604 4th Street • Catasauqua, PA 18032
Office: 610-264-2641
Hours: 9am – 2pm M-Th
Sunday Services
8:00 am Communion Worship- soloist
10:30am Communion Worship- full organ
9:00am Sunday School (4th Sunday of every month) No summer classes

Grace and peace to you from our Lord and Savior, Jesus the Christ. Amen.
As I walk the sidewalks of different towns, I appear to have different names. I’m sure many of us do. On my home sidewalk, my name is husband or Padre. On the sidewalks around the sport fields in my home town, my name is RevDog. On the East Stroudsburg University sidewalks, my name is Macho. And on the Catasauqua sidewalks, my name is Pastor Brian. So, am I like one with multiple personality disorder? No.

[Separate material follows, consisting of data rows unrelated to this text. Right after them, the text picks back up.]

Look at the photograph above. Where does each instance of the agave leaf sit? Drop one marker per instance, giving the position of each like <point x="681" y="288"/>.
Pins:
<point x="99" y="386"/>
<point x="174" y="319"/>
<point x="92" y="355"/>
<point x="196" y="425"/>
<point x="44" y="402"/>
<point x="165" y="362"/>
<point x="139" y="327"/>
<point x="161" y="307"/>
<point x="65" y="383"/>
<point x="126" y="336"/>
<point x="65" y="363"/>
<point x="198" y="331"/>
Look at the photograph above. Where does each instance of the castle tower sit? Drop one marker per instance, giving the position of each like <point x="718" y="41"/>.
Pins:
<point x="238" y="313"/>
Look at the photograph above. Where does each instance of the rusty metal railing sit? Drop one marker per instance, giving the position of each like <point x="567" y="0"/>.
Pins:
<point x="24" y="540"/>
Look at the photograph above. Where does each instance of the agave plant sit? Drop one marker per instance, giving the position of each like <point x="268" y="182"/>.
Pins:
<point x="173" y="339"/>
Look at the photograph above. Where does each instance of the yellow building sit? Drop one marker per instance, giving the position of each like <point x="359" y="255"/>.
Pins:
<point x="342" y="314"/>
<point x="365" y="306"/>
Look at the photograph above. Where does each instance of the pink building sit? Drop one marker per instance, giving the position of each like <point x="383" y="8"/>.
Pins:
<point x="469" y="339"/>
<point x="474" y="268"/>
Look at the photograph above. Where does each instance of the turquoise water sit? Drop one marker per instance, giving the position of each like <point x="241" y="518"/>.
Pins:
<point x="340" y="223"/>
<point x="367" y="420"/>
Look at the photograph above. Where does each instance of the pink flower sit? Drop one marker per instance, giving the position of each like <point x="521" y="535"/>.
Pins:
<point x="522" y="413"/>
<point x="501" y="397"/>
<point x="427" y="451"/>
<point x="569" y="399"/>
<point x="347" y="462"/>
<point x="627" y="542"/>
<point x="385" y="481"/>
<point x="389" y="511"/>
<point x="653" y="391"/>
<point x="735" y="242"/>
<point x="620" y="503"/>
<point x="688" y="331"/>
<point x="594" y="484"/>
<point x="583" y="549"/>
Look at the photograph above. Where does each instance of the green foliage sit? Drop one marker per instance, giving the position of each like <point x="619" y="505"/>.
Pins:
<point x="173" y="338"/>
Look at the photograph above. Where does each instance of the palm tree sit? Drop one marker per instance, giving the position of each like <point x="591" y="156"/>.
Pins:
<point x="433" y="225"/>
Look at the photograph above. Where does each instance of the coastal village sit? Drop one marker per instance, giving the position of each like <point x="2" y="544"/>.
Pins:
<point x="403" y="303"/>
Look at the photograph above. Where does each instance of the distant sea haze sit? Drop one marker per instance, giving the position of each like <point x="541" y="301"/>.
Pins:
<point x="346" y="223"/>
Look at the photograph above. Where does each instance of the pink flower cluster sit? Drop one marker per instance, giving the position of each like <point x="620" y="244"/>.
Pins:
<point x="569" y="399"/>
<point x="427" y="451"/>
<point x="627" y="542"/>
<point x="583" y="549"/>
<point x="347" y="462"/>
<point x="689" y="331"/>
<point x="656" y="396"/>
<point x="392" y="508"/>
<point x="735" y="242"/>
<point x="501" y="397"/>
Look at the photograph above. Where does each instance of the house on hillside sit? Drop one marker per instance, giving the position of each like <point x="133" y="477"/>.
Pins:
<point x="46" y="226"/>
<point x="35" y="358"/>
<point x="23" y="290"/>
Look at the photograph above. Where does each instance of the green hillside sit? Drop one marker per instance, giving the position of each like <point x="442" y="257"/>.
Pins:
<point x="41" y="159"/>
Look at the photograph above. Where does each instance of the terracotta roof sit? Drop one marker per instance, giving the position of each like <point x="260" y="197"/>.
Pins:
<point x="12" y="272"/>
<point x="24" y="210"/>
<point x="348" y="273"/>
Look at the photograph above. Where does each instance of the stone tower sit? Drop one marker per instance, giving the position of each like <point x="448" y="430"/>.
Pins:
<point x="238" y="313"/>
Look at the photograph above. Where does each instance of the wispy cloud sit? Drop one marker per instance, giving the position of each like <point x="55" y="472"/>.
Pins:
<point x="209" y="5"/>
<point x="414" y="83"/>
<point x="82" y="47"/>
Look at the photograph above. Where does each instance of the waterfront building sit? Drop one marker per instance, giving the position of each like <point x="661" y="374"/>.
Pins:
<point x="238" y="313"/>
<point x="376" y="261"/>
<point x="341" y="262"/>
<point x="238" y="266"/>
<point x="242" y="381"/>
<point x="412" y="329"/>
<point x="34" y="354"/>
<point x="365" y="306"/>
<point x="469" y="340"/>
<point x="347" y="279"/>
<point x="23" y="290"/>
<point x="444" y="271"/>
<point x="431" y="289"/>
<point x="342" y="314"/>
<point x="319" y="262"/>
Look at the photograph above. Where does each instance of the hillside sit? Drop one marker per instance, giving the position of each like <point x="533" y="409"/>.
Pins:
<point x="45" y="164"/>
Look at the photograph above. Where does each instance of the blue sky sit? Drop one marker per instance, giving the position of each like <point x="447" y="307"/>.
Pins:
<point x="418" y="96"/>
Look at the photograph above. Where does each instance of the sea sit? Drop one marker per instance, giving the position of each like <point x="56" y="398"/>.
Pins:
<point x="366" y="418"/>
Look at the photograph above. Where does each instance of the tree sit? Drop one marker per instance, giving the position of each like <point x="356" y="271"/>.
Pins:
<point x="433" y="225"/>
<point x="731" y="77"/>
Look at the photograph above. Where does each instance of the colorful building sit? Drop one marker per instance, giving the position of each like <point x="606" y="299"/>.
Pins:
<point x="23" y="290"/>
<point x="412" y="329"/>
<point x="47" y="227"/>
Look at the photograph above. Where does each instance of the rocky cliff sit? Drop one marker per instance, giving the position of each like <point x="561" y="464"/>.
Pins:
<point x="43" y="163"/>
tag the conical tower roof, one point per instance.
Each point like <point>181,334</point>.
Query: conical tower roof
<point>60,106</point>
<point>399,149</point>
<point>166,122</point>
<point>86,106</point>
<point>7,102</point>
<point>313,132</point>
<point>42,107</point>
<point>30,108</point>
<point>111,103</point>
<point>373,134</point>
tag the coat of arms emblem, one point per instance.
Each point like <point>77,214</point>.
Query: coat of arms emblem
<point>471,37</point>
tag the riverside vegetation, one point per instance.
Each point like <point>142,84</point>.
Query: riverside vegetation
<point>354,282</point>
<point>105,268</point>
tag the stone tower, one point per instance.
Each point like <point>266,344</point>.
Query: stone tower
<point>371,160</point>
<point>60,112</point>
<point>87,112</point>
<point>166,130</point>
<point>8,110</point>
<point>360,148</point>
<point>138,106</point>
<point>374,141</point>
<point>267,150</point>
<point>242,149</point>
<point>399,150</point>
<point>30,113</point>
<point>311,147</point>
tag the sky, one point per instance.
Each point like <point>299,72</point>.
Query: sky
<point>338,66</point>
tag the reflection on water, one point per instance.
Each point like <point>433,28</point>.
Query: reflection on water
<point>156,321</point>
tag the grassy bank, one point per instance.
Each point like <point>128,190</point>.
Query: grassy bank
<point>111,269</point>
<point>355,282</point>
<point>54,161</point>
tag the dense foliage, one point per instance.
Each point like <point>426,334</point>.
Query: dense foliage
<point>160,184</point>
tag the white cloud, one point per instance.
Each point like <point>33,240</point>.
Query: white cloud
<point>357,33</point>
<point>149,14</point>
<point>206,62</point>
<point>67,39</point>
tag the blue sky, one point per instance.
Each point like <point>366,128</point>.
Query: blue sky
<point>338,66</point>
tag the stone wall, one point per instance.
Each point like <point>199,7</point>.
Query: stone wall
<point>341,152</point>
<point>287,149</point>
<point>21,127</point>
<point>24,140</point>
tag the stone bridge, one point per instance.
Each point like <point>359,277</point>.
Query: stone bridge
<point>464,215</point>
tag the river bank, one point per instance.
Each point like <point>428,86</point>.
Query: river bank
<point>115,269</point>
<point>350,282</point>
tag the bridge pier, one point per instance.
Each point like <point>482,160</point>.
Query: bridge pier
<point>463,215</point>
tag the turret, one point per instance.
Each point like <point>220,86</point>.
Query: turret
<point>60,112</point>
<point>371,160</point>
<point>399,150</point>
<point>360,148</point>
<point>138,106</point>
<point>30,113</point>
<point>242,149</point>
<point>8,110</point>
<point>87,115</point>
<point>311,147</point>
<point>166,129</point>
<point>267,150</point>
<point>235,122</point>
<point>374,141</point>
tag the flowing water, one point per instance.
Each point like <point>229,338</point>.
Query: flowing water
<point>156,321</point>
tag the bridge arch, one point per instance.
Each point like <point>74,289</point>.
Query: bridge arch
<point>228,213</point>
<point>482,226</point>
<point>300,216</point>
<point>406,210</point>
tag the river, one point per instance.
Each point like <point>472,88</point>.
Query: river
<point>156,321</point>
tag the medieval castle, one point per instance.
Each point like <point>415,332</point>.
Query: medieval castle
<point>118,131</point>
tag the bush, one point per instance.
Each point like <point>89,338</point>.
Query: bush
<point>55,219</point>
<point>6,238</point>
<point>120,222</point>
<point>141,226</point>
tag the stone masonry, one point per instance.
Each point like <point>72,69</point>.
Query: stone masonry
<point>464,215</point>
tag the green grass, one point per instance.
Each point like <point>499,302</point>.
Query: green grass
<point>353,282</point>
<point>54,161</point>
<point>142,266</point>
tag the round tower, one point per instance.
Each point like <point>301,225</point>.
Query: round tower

At this moment, I want you to think about Simon Peter. Think about his story, his name: Simon- brother of Andrew, Cephas- disciple of Jesus, Rock- one in the body of Christ. Now, think about his personalities: fisherman, disciple, denier. Okay, do you have a couple of images or ideas in your heads? Hold onto those for a moment.
On Tuesday during my morning devotions when I viewed The Center of Action and Contemplation, I came across a few words from religious historian Diana Butler Bass. Her words:
“Right now, we think it is hard to look at the world. It is difficult to watch the news, open social media, read a newspaper. All that division and anger and confusion and suffering and fear and pain. Authoritarianism, injustice, mass murder, starvation, war, (I add senseless killings), genocide…every single day I fear what I may see. But, if being a follower of Christ invites us to be Christ’s hands and feet, are we not also Christ’s eyes?
What does God see when God looks at the world?” (taken January 7, 2026 from the CAC’s daily meditations section of Website: cac.org. Good News For A Fractured World- Revelation Calls us to Act. Feast of the Epiphany. January 6, 2026)
In our reading today we hear about the world eyes verses Christ’s eyes. Simon, whose Hebrew name’s root means- bend like a reed to hear, is identified as the one who is easily persuaded by the speech of others. He listens and bends like a reed. Andrew says- Come Simon we’ve found the Messiah. So, in Peter fashion he says- oh, ok, fantastic!
Enter Jesus into Simon’s life. Jesus says to Simon: Simon, Son of John, I see you and I call you Peter. In other words, Yeshua, the deliverer, says to Shim-aye-on, the listener, I give to you a new identity- Cephas, which is how you say Peter in Greek. I call you Cephas meaning- The Rock. You are stable, unmoveable, unbending. So, there is Simon Peter, a 20 or 30ish year old man who has been given two distinct identities. Is he both of these identities or did someone get it wrong?
Let me suggest that, with Simon Peter, with me, and with all of you, no one got it wrong. We are all of those identities. The question is: in what do we want to find our identity?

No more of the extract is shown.